In a decision dated October 16, 1995, the Office affirmed the termination of appellant’s monetary compensation. The Office found that appellant’s statements to the human resource specialists “were tantamount to a refusal of the position offered to her.”
The Board finds that the Office improperly terminated appellant’s monetary compensation.
Once the Office accepts a claim, it has the burden of proof to justify termination or modification of compensation benefits.[1] After it has determined that an employee has disability causally related to his or her federal employment, the Office may not terminate compensation without establishing that the disability has ceased or that it is no longer related to the employment.[2]
Section 8106(c)(2) of the Federal Employees’ Compensation Act states that a partially disabled employee who refuses to seek suitable work, or refuses or neglects to work after suitable work is offered to, procured by, or secured for him is not entitled to compensation.[3]
The evidence in this case is insufficient to establish that appellant refused an offer of suitable work. In direct response, the Office’s formal letters of March 29 and May 5, 1994, advising appellant of the suitability of the offered position and asking her to write to the Office either to accept or refuse, appellant wrote to the Office and formally accepted. The hearing representative found that appellant’s oral statements to the human resource specialists, as reported by the specialists, were tantamount to a refusal, but record shows that there is an issue concerning what was and was not said during these conversations. Appellant’s testimony at the oral hearing on July 6, 1995 was that she did not advise that she was refusing anything, and her husband’s testimony supports this, at least with respect to the meeting with the first human resource specialist. The Office made no attempt to clarify the matter by requesting supplemental statements from the human resource specialists themselves. On balance, where the record contains clear documentary evidence of appellant’s acceptance together with questionable parol evidence of refusal, greater weight must be given to the former.[4]
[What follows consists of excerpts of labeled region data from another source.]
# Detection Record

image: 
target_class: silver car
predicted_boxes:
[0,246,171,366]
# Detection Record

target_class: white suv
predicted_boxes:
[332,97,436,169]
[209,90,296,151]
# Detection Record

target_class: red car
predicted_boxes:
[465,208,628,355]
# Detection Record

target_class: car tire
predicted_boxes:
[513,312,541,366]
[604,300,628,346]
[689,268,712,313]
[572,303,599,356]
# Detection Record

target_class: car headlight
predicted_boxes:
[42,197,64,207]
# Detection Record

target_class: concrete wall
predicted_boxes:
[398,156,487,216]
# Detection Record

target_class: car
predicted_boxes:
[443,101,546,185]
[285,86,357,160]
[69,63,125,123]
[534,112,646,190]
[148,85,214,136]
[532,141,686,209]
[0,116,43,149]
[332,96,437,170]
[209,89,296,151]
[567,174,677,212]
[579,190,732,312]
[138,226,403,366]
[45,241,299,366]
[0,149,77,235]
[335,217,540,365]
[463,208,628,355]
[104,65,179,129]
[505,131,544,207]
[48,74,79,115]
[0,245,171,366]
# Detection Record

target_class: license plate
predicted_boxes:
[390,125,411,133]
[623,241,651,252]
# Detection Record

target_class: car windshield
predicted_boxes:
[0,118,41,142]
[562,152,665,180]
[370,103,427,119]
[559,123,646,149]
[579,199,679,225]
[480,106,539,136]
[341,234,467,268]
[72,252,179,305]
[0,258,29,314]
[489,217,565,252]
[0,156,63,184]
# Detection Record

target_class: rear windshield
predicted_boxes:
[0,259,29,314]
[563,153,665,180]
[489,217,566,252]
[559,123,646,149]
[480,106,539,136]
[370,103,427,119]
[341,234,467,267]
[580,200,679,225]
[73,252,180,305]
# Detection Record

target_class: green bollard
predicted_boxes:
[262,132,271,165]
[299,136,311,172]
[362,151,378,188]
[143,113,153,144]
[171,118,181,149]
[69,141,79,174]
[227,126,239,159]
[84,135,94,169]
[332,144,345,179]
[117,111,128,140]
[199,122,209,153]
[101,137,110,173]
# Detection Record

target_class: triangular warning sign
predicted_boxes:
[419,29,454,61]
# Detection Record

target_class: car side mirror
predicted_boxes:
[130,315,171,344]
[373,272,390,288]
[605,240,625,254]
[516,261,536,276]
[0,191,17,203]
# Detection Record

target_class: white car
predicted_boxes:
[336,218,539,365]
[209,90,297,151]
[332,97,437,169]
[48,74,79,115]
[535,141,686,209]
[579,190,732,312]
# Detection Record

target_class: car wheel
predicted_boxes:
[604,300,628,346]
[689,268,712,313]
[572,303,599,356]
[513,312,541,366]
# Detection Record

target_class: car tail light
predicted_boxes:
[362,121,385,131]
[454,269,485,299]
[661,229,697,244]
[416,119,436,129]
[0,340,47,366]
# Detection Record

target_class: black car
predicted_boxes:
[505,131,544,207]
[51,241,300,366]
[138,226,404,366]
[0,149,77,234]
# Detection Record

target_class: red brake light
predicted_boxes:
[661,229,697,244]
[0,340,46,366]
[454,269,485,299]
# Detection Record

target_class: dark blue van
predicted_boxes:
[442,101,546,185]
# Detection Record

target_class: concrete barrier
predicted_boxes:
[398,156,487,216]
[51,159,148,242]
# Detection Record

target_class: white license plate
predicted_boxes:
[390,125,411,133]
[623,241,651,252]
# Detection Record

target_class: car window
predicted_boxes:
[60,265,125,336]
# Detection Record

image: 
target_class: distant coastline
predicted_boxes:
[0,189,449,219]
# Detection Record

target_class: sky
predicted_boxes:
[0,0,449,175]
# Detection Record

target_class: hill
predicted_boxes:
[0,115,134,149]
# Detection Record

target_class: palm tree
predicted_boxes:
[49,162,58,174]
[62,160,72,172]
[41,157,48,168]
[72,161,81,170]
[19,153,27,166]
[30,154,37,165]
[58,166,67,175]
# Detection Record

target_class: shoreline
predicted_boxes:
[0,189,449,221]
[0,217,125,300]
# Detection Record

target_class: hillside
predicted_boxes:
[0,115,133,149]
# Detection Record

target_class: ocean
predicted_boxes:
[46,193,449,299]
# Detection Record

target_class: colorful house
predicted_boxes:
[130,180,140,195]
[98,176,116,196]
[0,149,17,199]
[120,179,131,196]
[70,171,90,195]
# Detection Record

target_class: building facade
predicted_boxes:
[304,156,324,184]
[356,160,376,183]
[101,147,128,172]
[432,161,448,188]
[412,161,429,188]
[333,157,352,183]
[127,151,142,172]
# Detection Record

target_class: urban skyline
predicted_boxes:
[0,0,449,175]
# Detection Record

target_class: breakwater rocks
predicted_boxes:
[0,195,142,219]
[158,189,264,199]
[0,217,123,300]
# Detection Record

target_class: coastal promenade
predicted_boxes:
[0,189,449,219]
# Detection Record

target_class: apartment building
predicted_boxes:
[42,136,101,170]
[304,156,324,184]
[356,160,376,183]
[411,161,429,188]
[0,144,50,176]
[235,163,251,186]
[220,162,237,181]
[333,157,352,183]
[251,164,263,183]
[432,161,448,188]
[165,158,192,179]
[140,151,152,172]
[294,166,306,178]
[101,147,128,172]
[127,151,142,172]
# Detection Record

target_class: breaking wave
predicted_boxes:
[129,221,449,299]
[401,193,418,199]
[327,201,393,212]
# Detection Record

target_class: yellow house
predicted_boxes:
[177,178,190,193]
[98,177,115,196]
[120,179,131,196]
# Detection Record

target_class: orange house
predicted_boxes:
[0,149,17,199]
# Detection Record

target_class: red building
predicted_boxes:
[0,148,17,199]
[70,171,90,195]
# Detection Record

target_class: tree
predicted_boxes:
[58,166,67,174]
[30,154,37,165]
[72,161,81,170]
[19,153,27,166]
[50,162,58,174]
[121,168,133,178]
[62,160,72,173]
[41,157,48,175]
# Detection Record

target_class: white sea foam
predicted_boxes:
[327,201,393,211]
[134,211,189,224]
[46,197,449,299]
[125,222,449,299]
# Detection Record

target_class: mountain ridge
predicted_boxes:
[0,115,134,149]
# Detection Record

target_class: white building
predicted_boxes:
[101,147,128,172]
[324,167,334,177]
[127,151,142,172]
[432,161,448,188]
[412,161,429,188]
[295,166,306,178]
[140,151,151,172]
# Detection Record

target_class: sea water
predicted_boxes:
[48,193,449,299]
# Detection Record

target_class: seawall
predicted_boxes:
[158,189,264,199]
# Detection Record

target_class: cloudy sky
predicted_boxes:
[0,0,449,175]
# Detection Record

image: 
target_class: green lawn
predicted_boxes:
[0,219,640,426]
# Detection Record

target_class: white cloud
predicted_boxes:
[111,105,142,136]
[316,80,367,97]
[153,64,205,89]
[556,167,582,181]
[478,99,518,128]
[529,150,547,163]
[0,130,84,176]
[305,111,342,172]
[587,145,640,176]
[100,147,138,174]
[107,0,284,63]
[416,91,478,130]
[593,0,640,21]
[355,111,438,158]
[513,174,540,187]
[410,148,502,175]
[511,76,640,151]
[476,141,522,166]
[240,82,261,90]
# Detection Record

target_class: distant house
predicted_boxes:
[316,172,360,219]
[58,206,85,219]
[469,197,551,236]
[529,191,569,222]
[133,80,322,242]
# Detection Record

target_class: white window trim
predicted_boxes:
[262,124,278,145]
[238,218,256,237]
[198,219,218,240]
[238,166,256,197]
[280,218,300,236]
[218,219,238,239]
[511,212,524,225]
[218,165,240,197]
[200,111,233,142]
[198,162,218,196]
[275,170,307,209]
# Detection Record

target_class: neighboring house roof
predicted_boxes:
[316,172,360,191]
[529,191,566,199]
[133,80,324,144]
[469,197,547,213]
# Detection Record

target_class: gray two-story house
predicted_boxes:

Nothing in the record shows that appellant’s actions were inconsistent with her written acceptance. On April 19, 1994 the employing establishment informed the Office that it would be speaking with appellant soon to set up a specific date for her return to work, likely on April 30, 1994, and that it would advise the Office when it knew for certain. It appears, however, that the employing establishment never set a specific date for appellant’s return to work and therefore never followed up with the Office. Without a specific date and time to report to work, appellant’s absence from the employing establishment cannot be viewed as a refusal or neglect to work after suitable work was offered to, procured by or secured for her.
Because the weight of the evidence fails to support the Office’s finding that appellant refused an offer of suitable work under 5 U.S.C. § 8106(c)(2), the Board finds that the Office has not met its burden of proof to justify the termination of appellant’s monetary compensation.
The October 16, 1995 decision of the Office of Workers’ Compensation Programs is reversed.
Dated, Washington, D.C.
October 19, 1998
Willie T.C. Thomas
Alternate Member
Bradley T. Knott
Alternate Member
A. Peter Kanjorski
Alternate Member
[2] Vivien L. Minor, 37 ECAB 541 (1986); David Lee Dawley, 30 ECAB 530 (1979); Anna M. Blaine, 26 ECAB 351 (1975).
[4] See William H. Erickson, 6 ECAB 341 (1953) (parol evidence of a hearsay character is not sufficient to controvert or materially weaken the force of the doctor’s written statements); Frederick Nightingale, 6 ECAB 268 (1953) (parol evidence not of sufficient substance to controvert written statement).